Coprii gli occhi con una mano. La luce era molto forte.

Quando la ritrassi trovai davanti a me un vecchio, accovacciato e con i pantaloni calati.

Il volto sembrava intrecciarsi in una ragnatela di rughe.

La luce alle sue spalle non mi permetteva di distinguere altro.

Era senza un braccio, o meglio, il braccio si fermava al gomito. Il moncherino era impacchettato con stoffe o brandelli di tessuti da cui colava un liquido nero.
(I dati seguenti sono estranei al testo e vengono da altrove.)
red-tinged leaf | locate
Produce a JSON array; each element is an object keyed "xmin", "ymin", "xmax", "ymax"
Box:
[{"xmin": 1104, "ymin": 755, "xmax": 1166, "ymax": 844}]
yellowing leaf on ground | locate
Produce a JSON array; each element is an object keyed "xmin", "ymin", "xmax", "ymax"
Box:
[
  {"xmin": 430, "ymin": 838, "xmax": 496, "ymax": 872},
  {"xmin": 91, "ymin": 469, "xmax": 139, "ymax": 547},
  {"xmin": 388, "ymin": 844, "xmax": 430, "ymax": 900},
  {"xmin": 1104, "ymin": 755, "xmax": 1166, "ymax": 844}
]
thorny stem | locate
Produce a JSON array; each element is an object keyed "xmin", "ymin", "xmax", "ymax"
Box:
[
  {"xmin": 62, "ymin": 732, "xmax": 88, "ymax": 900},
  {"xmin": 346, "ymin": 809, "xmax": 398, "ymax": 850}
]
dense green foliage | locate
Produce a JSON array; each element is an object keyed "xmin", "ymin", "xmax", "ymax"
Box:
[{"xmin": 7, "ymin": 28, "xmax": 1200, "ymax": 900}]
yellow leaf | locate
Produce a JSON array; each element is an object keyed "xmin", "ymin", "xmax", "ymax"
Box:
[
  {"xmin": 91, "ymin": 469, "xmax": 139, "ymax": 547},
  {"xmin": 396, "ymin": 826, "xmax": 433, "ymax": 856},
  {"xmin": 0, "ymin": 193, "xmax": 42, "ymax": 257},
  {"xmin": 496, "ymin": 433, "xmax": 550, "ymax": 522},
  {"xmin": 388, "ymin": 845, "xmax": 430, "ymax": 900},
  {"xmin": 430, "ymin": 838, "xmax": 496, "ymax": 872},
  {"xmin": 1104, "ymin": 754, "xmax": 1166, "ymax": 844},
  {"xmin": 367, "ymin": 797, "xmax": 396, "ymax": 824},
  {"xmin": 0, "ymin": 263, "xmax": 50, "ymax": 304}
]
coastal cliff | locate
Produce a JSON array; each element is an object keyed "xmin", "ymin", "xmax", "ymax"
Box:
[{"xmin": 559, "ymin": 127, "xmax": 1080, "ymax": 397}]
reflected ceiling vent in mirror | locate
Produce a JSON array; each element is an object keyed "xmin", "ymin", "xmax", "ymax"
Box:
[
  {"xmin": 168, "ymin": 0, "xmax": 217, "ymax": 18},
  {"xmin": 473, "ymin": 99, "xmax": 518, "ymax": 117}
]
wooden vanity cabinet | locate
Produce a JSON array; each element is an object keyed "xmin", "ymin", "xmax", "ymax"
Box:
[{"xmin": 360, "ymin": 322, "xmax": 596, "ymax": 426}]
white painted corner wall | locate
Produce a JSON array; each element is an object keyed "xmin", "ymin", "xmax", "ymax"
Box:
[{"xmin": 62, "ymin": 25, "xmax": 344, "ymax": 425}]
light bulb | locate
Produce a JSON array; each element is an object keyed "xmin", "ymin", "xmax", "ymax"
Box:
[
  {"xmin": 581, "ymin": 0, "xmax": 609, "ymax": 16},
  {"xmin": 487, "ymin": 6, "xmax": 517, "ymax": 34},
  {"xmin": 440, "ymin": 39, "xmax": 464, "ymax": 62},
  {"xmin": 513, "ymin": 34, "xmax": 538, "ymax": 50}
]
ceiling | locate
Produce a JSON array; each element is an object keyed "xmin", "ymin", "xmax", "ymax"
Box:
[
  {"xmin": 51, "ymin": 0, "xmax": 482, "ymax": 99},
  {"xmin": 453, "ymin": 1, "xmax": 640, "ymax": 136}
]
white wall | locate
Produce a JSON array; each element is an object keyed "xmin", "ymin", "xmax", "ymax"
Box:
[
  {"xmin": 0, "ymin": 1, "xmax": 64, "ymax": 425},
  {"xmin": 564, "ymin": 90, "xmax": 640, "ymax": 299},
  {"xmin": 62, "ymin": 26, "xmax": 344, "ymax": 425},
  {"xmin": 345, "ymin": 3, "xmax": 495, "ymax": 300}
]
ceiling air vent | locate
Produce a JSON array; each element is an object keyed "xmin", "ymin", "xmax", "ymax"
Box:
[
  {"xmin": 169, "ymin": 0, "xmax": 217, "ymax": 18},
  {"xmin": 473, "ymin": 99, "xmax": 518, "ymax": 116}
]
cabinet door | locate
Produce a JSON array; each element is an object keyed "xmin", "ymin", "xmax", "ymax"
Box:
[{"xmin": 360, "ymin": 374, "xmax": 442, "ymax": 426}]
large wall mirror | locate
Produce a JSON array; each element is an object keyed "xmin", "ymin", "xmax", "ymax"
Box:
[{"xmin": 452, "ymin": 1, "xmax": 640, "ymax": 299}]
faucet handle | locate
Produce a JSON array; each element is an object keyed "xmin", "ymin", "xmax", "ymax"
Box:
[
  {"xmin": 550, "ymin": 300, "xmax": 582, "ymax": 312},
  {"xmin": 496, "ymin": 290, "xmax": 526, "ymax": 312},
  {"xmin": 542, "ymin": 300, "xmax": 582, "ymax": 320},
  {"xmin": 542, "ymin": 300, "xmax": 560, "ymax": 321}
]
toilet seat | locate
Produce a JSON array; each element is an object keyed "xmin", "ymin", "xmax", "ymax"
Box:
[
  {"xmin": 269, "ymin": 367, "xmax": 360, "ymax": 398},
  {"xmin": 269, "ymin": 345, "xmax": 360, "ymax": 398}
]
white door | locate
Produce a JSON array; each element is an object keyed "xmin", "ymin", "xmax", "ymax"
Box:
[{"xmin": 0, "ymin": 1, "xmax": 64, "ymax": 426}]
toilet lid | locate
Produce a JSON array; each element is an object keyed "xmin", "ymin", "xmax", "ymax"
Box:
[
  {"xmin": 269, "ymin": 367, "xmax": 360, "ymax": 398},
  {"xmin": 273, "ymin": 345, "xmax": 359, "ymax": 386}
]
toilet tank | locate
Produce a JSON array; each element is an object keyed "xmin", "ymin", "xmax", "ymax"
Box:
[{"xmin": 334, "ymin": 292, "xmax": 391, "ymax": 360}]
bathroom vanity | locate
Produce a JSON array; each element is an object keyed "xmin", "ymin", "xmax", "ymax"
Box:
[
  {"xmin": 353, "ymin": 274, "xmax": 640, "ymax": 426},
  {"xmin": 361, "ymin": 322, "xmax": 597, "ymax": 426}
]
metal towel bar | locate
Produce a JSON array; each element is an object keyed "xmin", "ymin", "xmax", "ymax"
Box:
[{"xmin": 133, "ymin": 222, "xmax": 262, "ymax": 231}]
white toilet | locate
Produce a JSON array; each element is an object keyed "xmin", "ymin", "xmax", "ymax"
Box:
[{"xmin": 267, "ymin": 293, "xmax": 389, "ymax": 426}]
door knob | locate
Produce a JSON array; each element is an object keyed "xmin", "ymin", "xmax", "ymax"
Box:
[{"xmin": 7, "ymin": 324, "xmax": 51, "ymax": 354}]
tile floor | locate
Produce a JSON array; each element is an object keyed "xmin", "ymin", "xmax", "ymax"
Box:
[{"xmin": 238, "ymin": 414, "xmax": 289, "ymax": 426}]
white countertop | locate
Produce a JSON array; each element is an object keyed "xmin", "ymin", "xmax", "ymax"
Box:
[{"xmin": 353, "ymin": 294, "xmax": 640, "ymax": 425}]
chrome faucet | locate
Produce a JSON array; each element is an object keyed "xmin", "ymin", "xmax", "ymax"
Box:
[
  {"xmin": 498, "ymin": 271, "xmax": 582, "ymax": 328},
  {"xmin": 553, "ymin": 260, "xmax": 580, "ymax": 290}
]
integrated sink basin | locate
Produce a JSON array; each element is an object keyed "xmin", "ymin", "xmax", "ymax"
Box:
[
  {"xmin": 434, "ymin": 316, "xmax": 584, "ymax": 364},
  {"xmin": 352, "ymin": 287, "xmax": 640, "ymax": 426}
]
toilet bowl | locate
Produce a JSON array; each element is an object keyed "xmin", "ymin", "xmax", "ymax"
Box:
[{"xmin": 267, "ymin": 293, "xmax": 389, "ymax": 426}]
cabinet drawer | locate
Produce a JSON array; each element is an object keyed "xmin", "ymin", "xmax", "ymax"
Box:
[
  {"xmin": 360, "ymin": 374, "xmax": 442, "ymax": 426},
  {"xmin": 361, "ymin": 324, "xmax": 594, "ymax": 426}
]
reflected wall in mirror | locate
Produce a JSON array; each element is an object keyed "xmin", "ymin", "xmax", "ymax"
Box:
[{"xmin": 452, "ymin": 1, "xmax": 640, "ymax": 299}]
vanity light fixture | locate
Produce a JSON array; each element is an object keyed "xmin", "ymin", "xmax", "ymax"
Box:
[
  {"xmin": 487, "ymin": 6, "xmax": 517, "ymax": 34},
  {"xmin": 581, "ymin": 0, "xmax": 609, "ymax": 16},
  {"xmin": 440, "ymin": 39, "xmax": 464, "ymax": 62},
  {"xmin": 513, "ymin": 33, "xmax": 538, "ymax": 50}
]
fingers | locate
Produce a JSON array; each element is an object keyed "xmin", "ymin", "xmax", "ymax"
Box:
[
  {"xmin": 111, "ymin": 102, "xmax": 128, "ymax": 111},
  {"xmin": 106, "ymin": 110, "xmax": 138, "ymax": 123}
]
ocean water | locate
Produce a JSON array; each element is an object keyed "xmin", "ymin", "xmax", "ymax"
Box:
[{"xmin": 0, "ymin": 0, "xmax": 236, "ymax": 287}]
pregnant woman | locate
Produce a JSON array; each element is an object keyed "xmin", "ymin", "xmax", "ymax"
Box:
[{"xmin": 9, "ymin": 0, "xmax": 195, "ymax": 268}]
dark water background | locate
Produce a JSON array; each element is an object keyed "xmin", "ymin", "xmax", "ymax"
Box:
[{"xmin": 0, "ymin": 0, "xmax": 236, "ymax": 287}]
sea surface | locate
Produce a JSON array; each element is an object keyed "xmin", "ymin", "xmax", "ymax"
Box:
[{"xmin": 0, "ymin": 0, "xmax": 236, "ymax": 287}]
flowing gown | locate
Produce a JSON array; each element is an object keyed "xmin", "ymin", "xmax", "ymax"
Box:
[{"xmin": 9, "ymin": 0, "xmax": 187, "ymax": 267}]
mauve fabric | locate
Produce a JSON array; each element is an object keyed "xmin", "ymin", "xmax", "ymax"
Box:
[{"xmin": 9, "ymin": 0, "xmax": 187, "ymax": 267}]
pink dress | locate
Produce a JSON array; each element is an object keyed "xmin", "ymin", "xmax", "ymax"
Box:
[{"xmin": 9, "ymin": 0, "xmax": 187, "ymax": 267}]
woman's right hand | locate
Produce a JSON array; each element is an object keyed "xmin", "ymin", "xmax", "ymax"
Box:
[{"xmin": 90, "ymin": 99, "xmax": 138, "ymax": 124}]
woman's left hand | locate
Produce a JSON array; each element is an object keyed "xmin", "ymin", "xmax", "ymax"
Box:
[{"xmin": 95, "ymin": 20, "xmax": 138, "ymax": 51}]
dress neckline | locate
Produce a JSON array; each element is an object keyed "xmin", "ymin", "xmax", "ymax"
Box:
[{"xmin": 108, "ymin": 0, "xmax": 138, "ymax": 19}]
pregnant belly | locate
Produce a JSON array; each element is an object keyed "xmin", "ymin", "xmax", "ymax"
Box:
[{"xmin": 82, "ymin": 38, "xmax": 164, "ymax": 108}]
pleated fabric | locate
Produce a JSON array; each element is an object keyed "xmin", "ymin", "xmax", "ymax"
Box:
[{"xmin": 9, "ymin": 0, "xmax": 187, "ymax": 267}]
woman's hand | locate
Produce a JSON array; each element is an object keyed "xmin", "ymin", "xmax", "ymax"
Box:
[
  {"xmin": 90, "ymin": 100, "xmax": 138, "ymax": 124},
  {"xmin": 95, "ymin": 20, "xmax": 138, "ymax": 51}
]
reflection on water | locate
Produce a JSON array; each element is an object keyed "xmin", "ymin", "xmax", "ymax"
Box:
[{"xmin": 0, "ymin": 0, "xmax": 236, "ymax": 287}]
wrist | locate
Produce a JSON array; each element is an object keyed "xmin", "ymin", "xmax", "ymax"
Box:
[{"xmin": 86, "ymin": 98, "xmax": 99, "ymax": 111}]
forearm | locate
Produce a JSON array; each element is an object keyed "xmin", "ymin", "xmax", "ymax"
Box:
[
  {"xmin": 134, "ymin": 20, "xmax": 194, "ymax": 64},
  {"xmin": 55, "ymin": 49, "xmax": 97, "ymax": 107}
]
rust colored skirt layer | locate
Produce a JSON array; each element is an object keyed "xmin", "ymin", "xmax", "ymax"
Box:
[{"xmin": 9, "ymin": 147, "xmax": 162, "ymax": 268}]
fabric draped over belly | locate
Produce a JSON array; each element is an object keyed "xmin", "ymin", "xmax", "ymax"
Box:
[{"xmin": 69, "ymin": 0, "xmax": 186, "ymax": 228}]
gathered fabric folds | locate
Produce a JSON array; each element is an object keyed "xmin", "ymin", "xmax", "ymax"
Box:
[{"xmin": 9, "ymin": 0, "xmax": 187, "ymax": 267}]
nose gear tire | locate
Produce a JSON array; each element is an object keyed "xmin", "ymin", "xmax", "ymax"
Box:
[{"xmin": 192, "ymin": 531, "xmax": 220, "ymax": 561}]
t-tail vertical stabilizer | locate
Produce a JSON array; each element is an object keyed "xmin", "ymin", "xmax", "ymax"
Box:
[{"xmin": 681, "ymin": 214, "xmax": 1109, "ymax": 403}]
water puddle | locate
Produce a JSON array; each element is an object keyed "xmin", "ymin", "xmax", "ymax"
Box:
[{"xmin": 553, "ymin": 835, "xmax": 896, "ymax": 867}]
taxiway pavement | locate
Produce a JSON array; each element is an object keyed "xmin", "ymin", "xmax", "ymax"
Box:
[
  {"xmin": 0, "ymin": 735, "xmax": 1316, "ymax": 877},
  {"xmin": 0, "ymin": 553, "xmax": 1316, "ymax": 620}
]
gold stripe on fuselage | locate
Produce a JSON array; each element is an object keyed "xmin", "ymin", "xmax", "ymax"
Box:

Decisi che il liquido era sangue. E decisi che tutto ciò che mi stava accadendo poteva avere una sola spiegazione. La chiesi al vecchio mentre si puliva con una foglia di barbabietola e si tirava su i calzoni con l’unica mano rimastagli.

– Ok, sono morto, no?

Il vecchio chiuse la zip.

– Se non fossi morto pensi che troveresti un vecchio con mezzo braccio che la fa in un campo di barbabietole sotto un cielo nero come… come… Non mi viene nessuna metafora. – Parlò con un forte accento ferrarese.

– Quindi sono morto.

– Ragazet, sembravi sveglio.

– Mio Dio!

Non ricordo cosa mi passò per la mente. Confesso che ci avevo già fatto su uno o due pensieri mentre camminavo per il campo, ma quel vecchio e le sue parole presero a calci così forti le mie speranze da sentirle urlare.

Mi pare che ripetei un altro “Mio Dio!”, ma non ne sono sicuro.

– Qui non credo che Dio venga spesso – fece il vecchio. – Almeno noi non lo abbiamo mai visto da queste parti.

Passai una mano sulle guancia.

– Noi? – chiesi.

– Pensi che io e te siamo i soli sfigati di questo… di quell’altro mondo?

– Cos’è ‘sto posto?

– E chi lo sa. Noi lo chiamiamo Barbainferno, e se mi chiedi perché giuro che ti prendo a calci. Tu chiamalo come vuoi. Vieni, che ti presento agli altri. Manca poco, ormai.

– A cosa? Che dici?

Il vecchio si scostò permettendomi di vedere a una decina di metri di distanza quattro pareti tirate su con la terra del campo e parti meccaniche. Vidi una portiera, la ruota di una moto e altri pezzi di metallo. Non c’era tetto. Vidi anche il lunotto posteriore di un auto incastrata a mo’ di finestra. Il vecchio si accorse dove stavo guardando.